Evelyn Hu of Harvard
But what is quantum physics?
“It describes the basic interactions of atomic scale particles,” explained Evelyn Hu. She’s the Tarr-Coyne Professor of Applied Physics and of Electrical Engineering at Harvard University and Co-Director of Harvard’s new Quantum Initiative.
Currently, we use zeros and ones to transmit information. Consider 0 as a ground state and 1 an excited state, Hu said.
“In quantum mechanics, we can superimpose that 0 and 1 to have anything in between,” she said. “A quantum mechanical bit could be the span of an electron, or whether the spin is up or down. Or it could be a single photon.”
The quantum mechanical bit by itself can be placed in a state to hold a multiplicity of information.
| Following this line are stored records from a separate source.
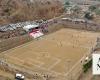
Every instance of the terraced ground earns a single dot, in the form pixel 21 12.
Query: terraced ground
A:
pixel 57 52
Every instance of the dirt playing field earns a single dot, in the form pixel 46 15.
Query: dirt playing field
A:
pixel 56 52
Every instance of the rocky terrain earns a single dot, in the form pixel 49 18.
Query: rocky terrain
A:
pixel 12 11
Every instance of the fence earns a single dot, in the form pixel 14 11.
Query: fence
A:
pixel 13 42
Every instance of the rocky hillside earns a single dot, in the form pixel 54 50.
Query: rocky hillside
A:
pixel 12 11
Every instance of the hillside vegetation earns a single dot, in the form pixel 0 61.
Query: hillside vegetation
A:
pixel 12 11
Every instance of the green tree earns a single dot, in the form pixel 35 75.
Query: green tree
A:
pixel 88 16
pixel 92 8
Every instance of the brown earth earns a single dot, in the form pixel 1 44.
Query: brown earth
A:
pixel 53 52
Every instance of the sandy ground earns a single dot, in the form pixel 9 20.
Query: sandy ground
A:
pixel 56 52
pixel 6 74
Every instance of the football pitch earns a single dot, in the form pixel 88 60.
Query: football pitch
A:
pixel 57 52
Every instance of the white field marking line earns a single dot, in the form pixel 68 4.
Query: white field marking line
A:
pixel 40 67
pixel 58 61
pixel 70 44
pixel 23 61
pixel 40 63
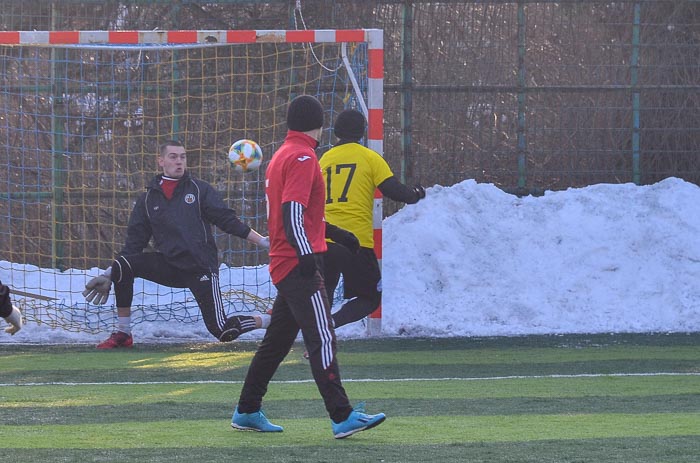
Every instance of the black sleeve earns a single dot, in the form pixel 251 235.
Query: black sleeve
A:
pixel 215 211
pixel 293 220
pixel 139 232
pixel 392 188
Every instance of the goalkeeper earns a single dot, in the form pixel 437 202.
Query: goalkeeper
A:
pixel 352 173
pixel 177 211
pixel 9 312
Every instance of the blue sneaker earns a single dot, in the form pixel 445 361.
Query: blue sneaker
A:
pixel 256 421
pixel 356 422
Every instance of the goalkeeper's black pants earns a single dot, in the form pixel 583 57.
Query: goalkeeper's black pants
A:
pixel 301 304
pixel 154 267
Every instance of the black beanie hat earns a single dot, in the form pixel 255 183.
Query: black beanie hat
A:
pixel 304 113
pixel 350 125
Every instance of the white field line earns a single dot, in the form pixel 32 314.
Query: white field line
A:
pixel 350 380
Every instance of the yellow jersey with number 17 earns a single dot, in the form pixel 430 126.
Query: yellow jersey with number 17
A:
pixel 352 173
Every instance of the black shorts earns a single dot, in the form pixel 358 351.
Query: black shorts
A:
pixel 361 274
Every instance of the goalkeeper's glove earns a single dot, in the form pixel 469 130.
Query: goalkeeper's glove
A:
pixel 97 290
pixel 343 237
pixel 419 191
pixel 15 320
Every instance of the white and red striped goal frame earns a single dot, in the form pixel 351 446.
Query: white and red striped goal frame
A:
pixel 375 71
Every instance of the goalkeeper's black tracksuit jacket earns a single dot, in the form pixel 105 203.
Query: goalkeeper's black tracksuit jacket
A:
pixel 186 254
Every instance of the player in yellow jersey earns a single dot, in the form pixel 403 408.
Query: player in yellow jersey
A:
pixel 352 173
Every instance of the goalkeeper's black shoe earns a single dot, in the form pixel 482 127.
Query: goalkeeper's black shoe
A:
pixel 236 326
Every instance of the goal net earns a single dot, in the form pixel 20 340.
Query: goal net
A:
pixel 82 114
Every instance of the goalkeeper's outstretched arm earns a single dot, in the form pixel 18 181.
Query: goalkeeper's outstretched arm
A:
pixel 9 312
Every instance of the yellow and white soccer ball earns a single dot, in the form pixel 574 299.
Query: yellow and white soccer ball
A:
pixel 245 156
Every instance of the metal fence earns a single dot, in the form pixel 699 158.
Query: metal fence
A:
pixel 528 95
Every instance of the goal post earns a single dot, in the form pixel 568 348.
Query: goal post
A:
pixel 82 114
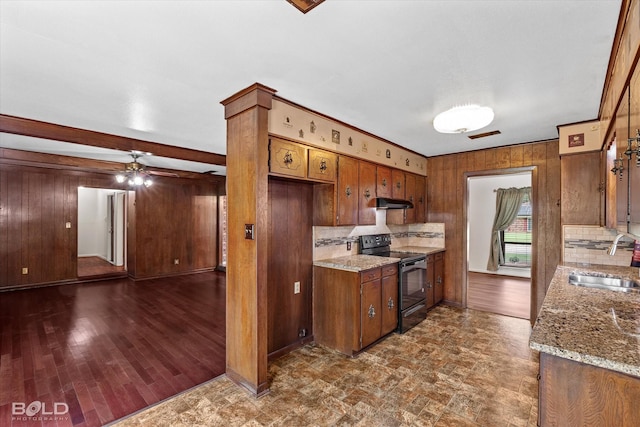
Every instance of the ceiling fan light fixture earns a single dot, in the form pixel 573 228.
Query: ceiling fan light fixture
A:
pixel 465 118
pixel 134 173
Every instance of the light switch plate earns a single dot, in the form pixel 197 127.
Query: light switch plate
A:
pixel 248 231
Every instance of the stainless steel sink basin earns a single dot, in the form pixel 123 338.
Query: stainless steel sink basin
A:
pixel 604 282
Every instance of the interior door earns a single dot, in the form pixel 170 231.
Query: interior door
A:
pixel 111 215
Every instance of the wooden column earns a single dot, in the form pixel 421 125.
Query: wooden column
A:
pixel 247 115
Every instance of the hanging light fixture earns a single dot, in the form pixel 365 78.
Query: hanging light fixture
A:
pixel 135 173
pixel 465 118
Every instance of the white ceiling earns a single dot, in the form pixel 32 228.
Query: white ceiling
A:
pixel 157 70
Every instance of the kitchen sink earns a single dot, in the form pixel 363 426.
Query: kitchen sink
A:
pixel 604 282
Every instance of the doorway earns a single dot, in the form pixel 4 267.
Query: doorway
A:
pixel 101 232
pixel 506 290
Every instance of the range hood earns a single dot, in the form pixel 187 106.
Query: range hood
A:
pixel 386 203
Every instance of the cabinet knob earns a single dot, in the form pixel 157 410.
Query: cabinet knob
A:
pixel 323 166
pixel 288 158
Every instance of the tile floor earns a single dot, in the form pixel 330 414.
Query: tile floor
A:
pixel 457 368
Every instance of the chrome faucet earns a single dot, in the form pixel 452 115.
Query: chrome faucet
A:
pixel 612 249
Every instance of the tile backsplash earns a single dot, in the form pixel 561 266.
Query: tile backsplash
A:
pixel 331 242
pixel 588 245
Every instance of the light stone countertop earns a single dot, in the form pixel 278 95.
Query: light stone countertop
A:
pixel 418 249
pixel 355 262
pixel 577 323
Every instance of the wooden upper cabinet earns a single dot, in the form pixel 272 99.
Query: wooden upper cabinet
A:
pixel 634 127
pixel 580 183
pixel 347 191
pixel 410 195
pixel 367 193
pixel 420 203
pixel 322 165
pixel 287 158
pixel 398 188
pixel 383 181
pixel 622 134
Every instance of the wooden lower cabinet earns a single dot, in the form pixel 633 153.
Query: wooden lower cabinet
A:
pixel 576 394
pixel 435 279
pixel 352 310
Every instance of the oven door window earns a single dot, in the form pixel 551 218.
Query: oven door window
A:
pixel 413 279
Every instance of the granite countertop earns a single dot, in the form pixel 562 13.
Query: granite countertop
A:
pixel 355 262
pixel 578 323
pixel 418 249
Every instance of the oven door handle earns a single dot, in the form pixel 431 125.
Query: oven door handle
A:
pixel 420 261
pixel 413 310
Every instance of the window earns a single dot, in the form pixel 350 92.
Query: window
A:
pixel 516 239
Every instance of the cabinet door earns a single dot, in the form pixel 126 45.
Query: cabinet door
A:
pixel 397 216
pixel 347 191
pixel 397 177
pixel 410 194
pixel 429 288
pixel 383 182
pixel 634 167
pixel 322 165
pixel 580 183
pixel 287 158
pixel 389 303
pixel 367 193
pixel 622 133
pixel 421 199
pixel 370 312
pixel 438 289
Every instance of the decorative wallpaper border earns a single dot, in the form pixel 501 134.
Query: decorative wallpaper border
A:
pixel 294 122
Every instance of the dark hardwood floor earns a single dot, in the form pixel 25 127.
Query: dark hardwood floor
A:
pixel 499 294
pixel 110 348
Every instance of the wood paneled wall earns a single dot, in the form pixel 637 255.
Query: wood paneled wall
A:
pixel 446 189
pixel 175 218
pixel 290 260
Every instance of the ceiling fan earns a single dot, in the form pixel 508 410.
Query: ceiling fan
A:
pixel 135 173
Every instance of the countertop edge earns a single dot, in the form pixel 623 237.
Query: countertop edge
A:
pixel 573 323
pixel 586 359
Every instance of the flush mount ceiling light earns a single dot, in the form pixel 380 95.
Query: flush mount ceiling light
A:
pixel 466 118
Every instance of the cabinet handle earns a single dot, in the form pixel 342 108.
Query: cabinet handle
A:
pixel 323 166
pixel 288 158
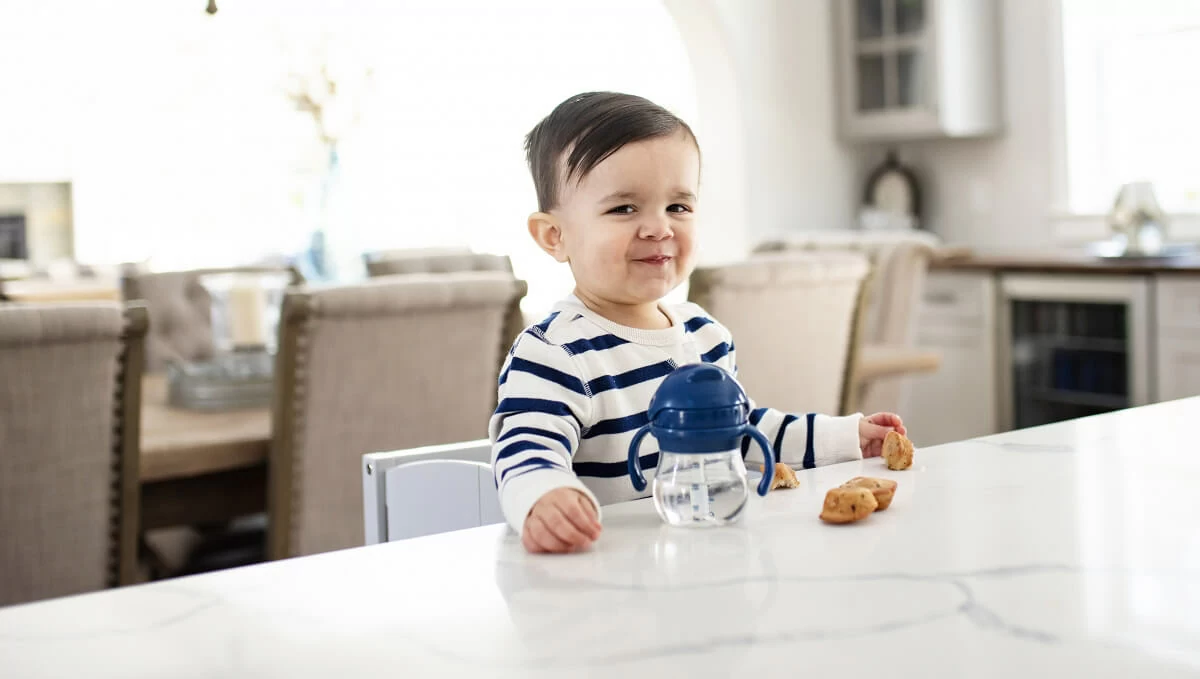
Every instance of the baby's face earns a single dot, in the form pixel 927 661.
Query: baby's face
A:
pixel 628 226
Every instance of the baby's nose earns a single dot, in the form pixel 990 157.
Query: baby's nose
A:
pixel 655 228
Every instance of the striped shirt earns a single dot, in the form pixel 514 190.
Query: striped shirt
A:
pixel 576 386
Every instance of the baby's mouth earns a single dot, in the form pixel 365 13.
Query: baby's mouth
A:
pixel 655 259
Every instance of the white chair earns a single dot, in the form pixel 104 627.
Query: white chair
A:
pixel 425 491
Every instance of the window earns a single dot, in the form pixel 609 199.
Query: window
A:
pixel 1132 101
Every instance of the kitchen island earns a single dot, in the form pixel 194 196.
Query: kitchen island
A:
pixel 1069 550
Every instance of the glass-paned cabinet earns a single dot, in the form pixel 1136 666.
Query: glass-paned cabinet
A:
pixel 918 68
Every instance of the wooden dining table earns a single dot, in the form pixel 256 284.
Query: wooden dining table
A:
pixel 199 467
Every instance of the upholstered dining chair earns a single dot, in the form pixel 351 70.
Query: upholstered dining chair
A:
pixel 70 407
pixel 450 260
pixel 180 312
pixel 395 362
pixel 795 319
pixel 889 355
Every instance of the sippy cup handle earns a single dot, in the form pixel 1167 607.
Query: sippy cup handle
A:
pixel 768 470
pixel 635 469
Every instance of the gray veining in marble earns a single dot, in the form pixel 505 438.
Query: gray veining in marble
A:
pixel 1065 551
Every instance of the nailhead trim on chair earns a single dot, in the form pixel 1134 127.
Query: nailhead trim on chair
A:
pixel 299 386
pixel 114 499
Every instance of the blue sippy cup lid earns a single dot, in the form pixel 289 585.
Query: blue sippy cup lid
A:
pixel 697 398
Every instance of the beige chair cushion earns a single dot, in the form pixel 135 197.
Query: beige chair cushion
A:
pixel 792 317
pixel 397 362
pixel 451 260
pixel 900 262
pixel 394 262
pixel 58 413
pixel 180 313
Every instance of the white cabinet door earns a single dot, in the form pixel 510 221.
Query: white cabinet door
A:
pixel 958 320
pixel 1177 334
pixel 1179 365
pixel 917 68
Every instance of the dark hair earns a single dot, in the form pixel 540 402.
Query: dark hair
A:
pixel 592 126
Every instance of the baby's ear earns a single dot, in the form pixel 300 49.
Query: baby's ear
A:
pixel 547 234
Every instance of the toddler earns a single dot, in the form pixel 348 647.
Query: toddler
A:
pixel 618 185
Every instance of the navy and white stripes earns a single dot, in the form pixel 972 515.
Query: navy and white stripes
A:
pixel 575 389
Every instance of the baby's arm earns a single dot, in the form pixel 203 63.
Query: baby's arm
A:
pixel 798 440
pixel 535 430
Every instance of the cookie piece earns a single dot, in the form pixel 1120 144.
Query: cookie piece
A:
pixel 785 478
pixel 882 488
pixel 897 451
pixel 846 505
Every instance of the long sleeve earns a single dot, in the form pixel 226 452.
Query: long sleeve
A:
pixel 537 426
pixel 798 440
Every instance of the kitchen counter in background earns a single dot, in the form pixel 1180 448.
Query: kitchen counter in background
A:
pixel 1062 551
pixel 1063 262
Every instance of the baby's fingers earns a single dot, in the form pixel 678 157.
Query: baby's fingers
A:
pixel 543 538
pixel 564 528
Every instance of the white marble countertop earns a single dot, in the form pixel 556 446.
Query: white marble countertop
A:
pixel 1065 551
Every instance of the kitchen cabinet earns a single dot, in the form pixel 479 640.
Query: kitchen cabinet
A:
pixel 1177 329
pixel 958 320
pixel 1072 346
pixel 917 68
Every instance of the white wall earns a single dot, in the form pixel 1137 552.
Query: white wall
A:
pixel 997 192
pixel 773 101
pixel 1000 192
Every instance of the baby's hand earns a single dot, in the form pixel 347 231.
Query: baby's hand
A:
pixel 562 521
pixel 873 430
“Then if you put one, two, five, or 10 quantum bits in series and you engineer a particular state, those 10 quantum mechanical bits hold vastly more information than 10 ordinary bits would hold.”
It’s hard picture what this means for everyday life. Hu says we should consider the humble transistor.
“If you’ve ever seen a picture of the first transistor, it was basically pieces of plastic and wire and it was made of germanium,” she said. “It certainly, in 1948, did not look like the progenitor of a huge technology that dominates our lives today.”
Quantum mechanics will be as life-changing as the transistor, she said.
Asked to imagine a technology that quantum mechanics could enable, Hu said it could be a web of quantum sensors that could immediately relay information about the environment.
But Hu doesn’t like to talk about technologies we can imagine now. It’s too limiting.
“We’re talking about…changing our understanding of the nature of information itself.”
The Boston Museum of Science is hosting a Quantum Leap event on April 5 and 6. The finalists will speak from this year’s Quantum Matters Science Communication Competition.
Evelyn Hu was a judge of last year’s competition and also is a member of the executive committee at Harvard’s Center for Integrated Quantum Materials. The National Science Foundation granted support for the competition through the Center.